I would be more inclined to think there some kind of p+p like
event. (OK Ed... p e p.... )
Dennis
CC: stor...@ix.netcom.com
From: stor...@ix.netcom.com
To: vortex-l@eskimo.com
Subject: Re: [Vo]:Isotope separation technology can be improved
Date: Tue, 21 May 2013 14:48:13 -0600
Good point, Bob. Simple arguments can show that the amount of
energy claimed by Rossi can not result from the Ni+p=Cu reaction
regardless of the isotope. Ironically, people will accept Rossi's
claim that transmutation is the source of energy while questioning
whether he makes any energy at all. Amazing!
Ed Storms
On May 21, 2013, at 2:30 PM, Bob Higgins wrote:
I don't understand why 62Ni would make a difference in the
reaction. Are we now seriously considering that the Ni nucleus
participates in the nuclear reaction that causes the heat? Dr.

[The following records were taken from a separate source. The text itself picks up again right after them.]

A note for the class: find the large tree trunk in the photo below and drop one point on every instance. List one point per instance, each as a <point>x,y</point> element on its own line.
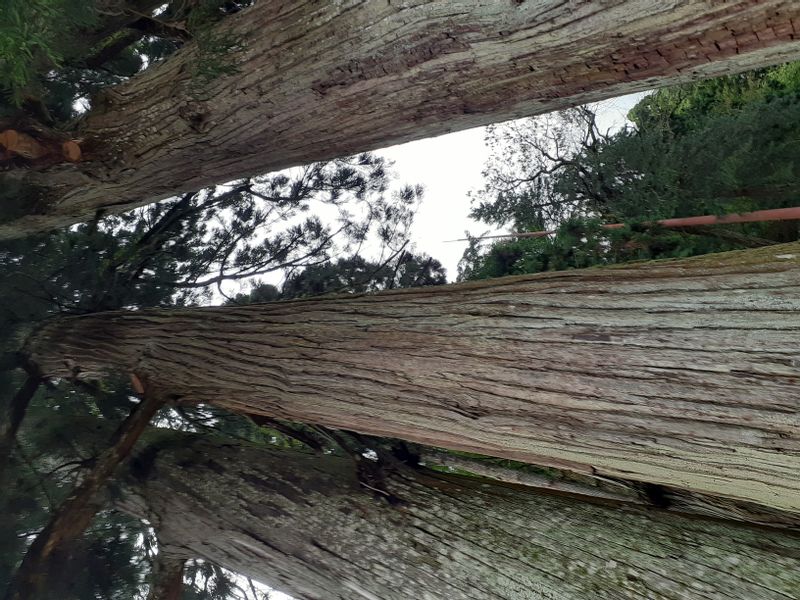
<point>318,80</point>
<point>681,373</point>
<point>308,526</point>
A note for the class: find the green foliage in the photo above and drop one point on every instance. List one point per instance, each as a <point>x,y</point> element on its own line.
<point>34,38</point>
<point>713,147</point>
<point>179,252</point>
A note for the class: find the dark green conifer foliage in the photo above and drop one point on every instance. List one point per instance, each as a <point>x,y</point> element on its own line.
<point>719,146</point>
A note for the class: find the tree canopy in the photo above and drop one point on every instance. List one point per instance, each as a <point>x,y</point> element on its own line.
<point>719,146</point>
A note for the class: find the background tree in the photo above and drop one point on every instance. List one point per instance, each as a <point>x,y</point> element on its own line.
<point>713,147</point>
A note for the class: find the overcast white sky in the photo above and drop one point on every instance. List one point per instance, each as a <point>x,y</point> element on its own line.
<point>449,166</point>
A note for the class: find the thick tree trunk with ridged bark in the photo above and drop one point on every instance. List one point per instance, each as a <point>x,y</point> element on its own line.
<point>680,372</point>
<point>308,526</point>
<point>318,80</point>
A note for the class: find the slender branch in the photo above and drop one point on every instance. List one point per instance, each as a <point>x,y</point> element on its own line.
<point>13,417</point>
<point>167,581</point>
<point>74,515</point>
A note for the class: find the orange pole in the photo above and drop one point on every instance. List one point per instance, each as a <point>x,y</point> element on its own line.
<point>758,216</point>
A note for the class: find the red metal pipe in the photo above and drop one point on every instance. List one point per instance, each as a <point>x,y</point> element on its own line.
<point>758,216</point>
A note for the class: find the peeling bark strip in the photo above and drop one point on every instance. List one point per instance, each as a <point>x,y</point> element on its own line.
<point>678,372</point>
<point>303,525</point>
<point>324,79</point>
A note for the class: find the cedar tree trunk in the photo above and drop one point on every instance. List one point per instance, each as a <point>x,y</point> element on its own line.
<point>317,80</point>
<point>309,526</point>
<point>677,372</point>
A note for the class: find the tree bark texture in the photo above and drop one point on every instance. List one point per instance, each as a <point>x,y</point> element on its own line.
<point>307,525</point>
<point>73,516</point>
<point>677,372</point>
<point>317,80</point>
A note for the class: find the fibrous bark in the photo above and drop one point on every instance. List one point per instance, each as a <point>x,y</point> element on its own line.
<point>318,80</point>
<point>306,525</point>
<point>677,372</point>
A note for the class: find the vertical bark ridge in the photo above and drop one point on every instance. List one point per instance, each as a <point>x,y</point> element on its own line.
<point>306,526</point>
<point>320,80</point>
<point>681,373</point>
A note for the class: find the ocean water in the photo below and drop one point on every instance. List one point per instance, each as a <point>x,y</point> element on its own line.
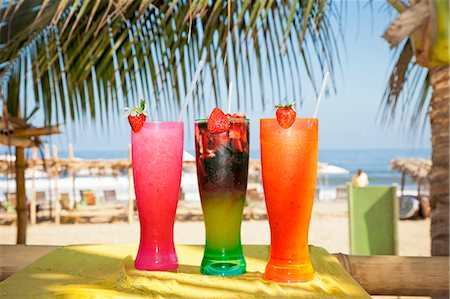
<point>375,162</point>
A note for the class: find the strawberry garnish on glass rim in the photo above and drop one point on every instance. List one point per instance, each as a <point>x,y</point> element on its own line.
<point>218,122</point>
<point>286,115</point>
<point>136,116</point>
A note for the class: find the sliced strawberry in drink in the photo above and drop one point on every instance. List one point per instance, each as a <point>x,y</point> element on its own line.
<point>218,122</point>
<point>201,167</point>
<point>235,131</point>
<point>237,145</point>
<point>239,115</point>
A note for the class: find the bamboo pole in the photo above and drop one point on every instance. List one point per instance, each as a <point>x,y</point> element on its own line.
<point>130,188</point>
<point>72,173</point>
<point>49,177</point>
<point>56,177</point>
<point>398,275</point>
<point>21,200</point>
<point>33,188</point>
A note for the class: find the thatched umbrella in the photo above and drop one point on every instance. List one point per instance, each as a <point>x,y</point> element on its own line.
<point>417,168</point>
<point>16,132</point>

Storms proposes that physical cracks in the lattice are the NAE and
the money crop of the reaction does not have any Ni nuclei being
consumed except as a possible side reaction. If the NAE are cracks
(plausible but far from certain), then would the 62Ni create a more
desirable crack than a 60Ni or a 64Ni? How would the isotope affect
the crack as an NAE? Wouldn't only valence/conduction band electron
effects show up in the crack? If so, how could an isotope in the
lattice have any effect on what happens in the crack?
At William and Mary's ILENR-12, Dr. Peter Hagelstein told me that
transmutation of Ni is endothermic.
On Tue, May 21, 2013 at 4:18 PM, DJ Cravens <djcrav...@hotmail.com>
wrote:
Ni 62 has zero spin but the others have a nuclear spin component.
So I should be relatively easy to come up with a way to separate them.